The only digital camera in my house sucks badly, and scanning is somewhat of a burden.  Plus I'd need an empty exposure on someone's roll of film (not too difficult with a dad who's an offtime photographer), but it needs to be convenient.  If I can finagle a picture, I'll post one.

By the way, the pic isn't working.  It says it can't be found (WinIE).  Maybe try attaching it instead.


----------



## Shifting (May 23, 2003)

damn my webspace...i pay for this crap, believe it or not.
[/off-topic rant]

anyways, cool if you don't have a pic, i'm just curious.


----------



## Androo (May 23, 2003)

guitar is what i play


----------



## JohnnyV (May 23, 2003)

Tuba, clarinet, attempt to play the guitar (I need lessons!) and I sing from time to time (well, okay every night in the shower )


----------



## Arden (May 26, 2003)

With a microphone?


----------



## habilis (May 27, 2003)

Piano/Keys and Guitar. I don't really count all the computer/sequencer generated music as an instrument.


----------



## dlloyd (May 27, 2003)

Seven years on the Piano, and three on the Flute


----------



## Androo (May 27, 2003)

70% of Canadanians and Americanians play a musical instrument. The 25% left either lie that they do, want to, or just cant be bothered. yay.


----------



## Arden (May 27, 2003)

Androo: Um, Canadanians and Americanians?  Do you mean Canadians and Americans?  And I didn't know that 70% + 25% = 100%...

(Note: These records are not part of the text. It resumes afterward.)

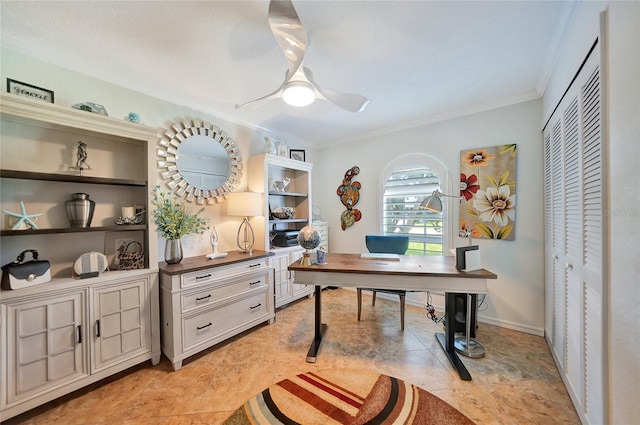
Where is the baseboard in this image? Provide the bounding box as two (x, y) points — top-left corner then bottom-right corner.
(344, 288), (544, 337)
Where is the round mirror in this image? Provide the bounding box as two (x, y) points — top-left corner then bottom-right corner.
(176, 135), (231, 190)
(158, 120), (242, 204)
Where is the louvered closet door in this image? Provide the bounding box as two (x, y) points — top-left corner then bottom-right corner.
(544, 40), (606, 424)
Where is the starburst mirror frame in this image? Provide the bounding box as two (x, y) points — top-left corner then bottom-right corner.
(157, 119), (243, 204)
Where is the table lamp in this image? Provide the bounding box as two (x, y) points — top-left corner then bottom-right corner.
(227, 192), (262, 255)
(420, 189), (485, 358)
(420, 189), (473, 246)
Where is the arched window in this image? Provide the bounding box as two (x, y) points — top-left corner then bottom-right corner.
(380, 154), (451, 255)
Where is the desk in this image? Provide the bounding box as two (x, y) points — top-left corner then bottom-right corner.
(289, 254), (498, 381)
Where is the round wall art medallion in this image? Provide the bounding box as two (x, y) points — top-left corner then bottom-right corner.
(158, 119), (242, 204)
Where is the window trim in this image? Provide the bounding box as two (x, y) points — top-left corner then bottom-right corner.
(376, 153), (460, 255)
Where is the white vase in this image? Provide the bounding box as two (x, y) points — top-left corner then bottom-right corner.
(164, 239), (182, 264)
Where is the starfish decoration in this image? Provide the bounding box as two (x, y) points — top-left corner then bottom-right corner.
(2, 201), (42, 230)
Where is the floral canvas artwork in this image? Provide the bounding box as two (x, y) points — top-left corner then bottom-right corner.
(460, 144), (518, 241)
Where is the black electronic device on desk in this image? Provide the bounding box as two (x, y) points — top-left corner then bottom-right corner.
(271, 230), (298, 248)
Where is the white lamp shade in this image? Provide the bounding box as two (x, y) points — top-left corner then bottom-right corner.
(227, 192), (262, 217)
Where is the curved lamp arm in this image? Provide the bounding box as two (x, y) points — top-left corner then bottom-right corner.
(419, 189), (473, 246)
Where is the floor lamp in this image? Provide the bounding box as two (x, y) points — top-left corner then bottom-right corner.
(227, 192), (262, 255)
(420, 189), (485, 358)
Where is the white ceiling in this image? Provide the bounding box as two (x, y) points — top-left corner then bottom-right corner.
(0, 0), (576, 147)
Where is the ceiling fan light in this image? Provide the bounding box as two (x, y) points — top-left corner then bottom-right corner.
(282, 81), (316, 106)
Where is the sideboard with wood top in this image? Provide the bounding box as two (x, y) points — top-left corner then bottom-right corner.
(159, 251), (275, 370)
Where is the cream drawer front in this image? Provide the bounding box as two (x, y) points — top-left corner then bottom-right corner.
(182, 291), (269, 351)
(180, 260), (267, 288)
(182, 275), (268, 313)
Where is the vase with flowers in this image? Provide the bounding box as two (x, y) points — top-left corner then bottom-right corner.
(152, 186), (209, 264)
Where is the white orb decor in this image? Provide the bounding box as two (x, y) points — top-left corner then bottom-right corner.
(298, 226), (322, 266)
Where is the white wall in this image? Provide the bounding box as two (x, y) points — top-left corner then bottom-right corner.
(544, 1), (640, 424)
(313, 99), (544, 335)
(0, 49), (304, 259)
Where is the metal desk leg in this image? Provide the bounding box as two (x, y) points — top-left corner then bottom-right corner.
(436, 292), (471, 381)
(454, 294), (484, 359)
(307, 285), (327, 363)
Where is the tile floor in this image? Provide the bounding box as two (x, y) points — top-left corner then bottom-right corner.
(3, 289), (580, 425)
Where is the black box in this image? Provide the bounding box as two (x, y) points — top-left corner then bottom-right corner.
(271, 230), (298, 247)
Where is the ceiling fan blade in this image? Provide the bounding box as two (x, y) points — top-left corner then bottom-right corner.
(302, 67), (371, 112)
(235, 71), (288, 109)
(269, 0), (307, 82)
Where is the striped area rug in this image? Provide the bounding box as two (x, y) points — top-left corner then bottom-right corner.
(225, 370), (473, 425)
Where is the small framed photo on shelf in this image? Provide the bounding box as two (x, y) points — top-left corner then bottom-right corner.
(7, 78), (53, 103)
(289, 149), (305, 162)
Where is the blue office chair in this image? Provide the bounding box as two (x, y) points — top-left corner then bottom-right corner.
(358, 235), (409, 332)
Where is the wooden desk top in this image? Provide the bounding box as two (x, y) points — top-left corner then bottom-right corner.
(289, 253), (498, 279)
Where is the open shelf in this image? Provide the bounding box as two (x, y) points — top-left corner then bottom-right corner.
(0, 224), (147, 236)
(0, 170), (147, 186)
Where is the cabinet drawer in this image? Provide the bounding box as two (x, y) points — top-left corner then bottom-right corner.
(180, 259), (267, 288)
(182, 275), (268, 313)
(182, 290), (269, 351)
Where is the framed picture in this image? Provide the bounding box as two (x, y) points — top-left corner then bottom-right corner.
(289, 149), (304, 162)
(7, 78), (53, 103)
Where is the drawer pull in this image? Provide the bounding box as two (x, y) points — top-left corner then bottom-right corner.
(196, 322), (211, 331)
(196, 294), (211, 302)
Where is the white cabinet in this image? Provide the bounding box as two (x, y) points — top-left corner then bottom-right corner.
(0, 93), (160, 419)
(91, 277), (151, 373)
(2, 291), (88, 406)
(248, 154), (313, 307)
(0, 272), (160, 419)
(544, 40), (607, 424)
(160, 251), (275, 370)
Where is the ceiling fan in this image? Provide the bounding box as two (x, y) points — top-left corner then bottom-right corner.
(235, 0), (371, 112)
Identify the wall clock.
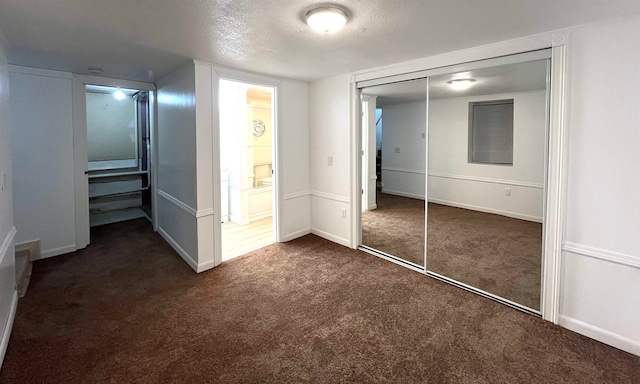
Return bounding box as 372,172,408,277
253,120,266,137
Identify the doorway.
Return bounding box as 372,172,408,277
85,84,152,227
219,79,277,261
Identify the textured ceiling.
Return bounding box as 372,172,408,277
0,0,640,81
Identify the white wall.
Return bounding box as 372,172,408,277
0,32,18,367
560,17,640,355
9,66,76,257
382,101,427,199
86,92,139,161
156,63,204,270
158,62,310,272
310,17,640,355
382,91,546,222
309,76,354,246
429,90,546,222
276,79,311,241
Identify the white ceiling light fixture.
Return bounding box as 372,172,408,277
113,88,127,100
87,67,104,75
305,6,349,34
447,79,476,91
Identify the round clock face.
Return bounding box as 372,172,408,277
253,120,266,137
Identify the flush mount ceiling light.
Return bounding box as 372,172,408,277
305,6,349,33
113,88,127,100
447,79,476,91
87,67,104,75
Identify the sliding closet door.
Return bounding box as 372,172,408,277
427,60,548,312
361,79,427,268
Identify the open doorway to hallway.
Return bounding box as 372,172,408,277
220,80,276,261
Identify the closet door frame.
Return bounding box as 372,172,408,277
351,40,567,324
72,74,158,249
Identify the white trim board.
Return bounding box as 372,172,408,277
429,199,542,223
0,227,17,264
382,167,544,189
562,242,640,268
39,244,78,260
429,172,544,189
282,227,311,243
73,73,157,91
158,227,198,272
158,189,214,219
558,315,640,356
0,289,18,368
310,191,349,204
7,64,73,80
380,186,424,200
284,191,311,201
311,227,351,247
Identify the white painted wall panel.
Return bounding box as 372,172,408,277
309,75,351,198
566,17,640,258
10,68,76,257
280,194,311,241
157,64,197,209
0,32,17,366
194,63,214,210
382,101,427,173
277,80,310,195
382,91,546,221
311,196,351,247
310,17,640,355
560,17,640,355
157,196,198,270
276,80,311,241
157,64,200,270
430,90,546,184
560,252,640,356
309,76,354,245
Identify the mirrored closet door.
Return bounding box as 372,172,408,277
427,60,548,312
361,79,427,268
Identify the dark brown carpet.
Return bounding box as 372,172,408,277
362,193,542,310
0,219,640,383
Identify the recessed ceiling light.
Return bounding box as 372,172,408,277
447,79,476,91
305,6,349,33
87,67,104,75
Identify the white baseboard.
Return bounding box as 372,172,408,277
158,227,199,272
282,228,311,243
249,210,273,222
40,244,78,259
229,215,250,225
382,188,542,223
381,188,424,200
311,227,351,247
0,290,18,368
196,260,216,273
0,227,17,264
558,315,640,356
429,199,542,223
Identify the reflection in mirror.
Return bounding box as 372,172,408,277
361,79,427,267
427,60,548,311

habilis: The computer is not an instrument _per se_, but you still make music with it, which is as cool as the music itself.


----------



## JohnnyV (Jun 3, 2003)

> With a microphone?




Uhhhh...if the showerhead is a microphone then yes  

I don't, but I have a friend who has converted an old shower to a recording booth.  He is pretty good.  Check out scotthenthorn.com, I host his mp3s on my iDisk 

Oh, tell me what you think, I'll pass it on to him.


----------



## Shifting (Jun 3, 2003)

> _Originally posted by arden _
> *Androo: Um, Canadanians and Americanians?  Do you mean Canadians and Americans?  And I didn't know that 70% + 25% = 100%...*



haha, my thoughts exactly.

anyways, i never trust statistics, and i REALLY don't trust those (fuzzy math aside).  70%?  evidently this has nothing to do with how WELL anyone plays, i would guess...


----------